AMERICAN DETOX by Kerri Kelly. The $650 billion a year wellness industry isn’t making us well — it’s making us worse. Access to wellness is a privilege that the powers at be are not offering to everyone — specifically non-white, non-rich Americans. This takedown of the American wellness industry provides an opportunity for readers to detox — not in a $80 a day juice cleanse or a $300 facial type of way. But in a way that pulls back the curtain on a toxic culture fueled by white supremacy, perfectionism, and more.
The only way to truly be well is when everyone around you has the same opportunity and access to be well too. Packed with information, this book’s takeaway for me was how programmed we are by society and the culture in America. How messaging is so dang important, and how we have to question the role our privilege plays in our wellness.
LET’S NEVER TALK ABOUT THIS AGAIN by Sara Faith Alterman. Never have I ever read something that was just so perfectly ~my~ humor.
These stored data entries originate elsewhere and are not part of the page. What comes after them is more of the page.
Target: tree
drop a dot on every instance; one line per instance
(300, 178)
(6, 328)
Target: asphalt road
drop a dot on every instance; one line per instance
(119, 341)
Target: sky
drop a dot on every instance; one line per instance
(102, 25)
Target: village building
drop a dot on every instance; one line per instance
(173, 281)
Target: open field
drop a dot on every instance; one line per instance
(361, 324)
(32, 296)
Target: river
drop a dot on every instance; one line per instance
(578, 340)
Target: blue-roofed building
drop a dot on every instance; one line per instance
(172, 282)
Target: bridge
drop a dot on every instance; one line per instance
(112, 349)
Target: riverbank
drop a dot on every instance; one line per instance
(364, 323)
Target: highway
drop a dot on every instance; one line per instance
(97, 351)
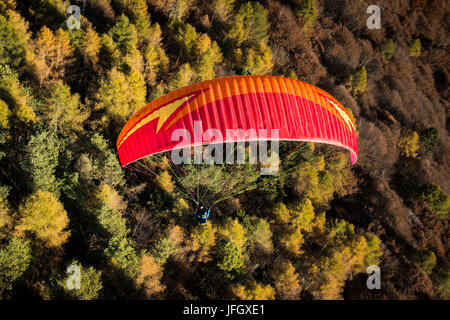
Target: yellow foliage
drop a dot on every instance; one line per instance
(107, 195)
(409, 143)
(165, 181)
(150, 274)
(42, 216)
(4, 115)
(287, 285)
(234, 232)
(202, 239)
(253, 291)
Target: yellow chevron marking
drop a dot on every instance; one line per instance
(162, 113)
(342, 113)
All the stars to this memoir that took loss and grief and made a book that made me feel literally all the feels. 💕 When she was younger, Sara Faith Alterman stumbled upon a stack of sex books in her childhood home. Her parents NEVER talked about them — or sex in general. When little Sara peaked into the books — she saw the author’s name. These were books written by her father.
The subject of those books was never addressed again until years later when Sara’s aging father who lost his job decided to revisit “the family business” of writing books and taps his journalist daughter to be his editor. She balances this uncomfortable responsibility while slowly watching her father lose his mental capacities. I know this sounds heavy, and it is. But the Altermans love puns and wordplay and making light of tough situations. I too love puns and wordplay and cannot appreciate the author’s sense of humor more.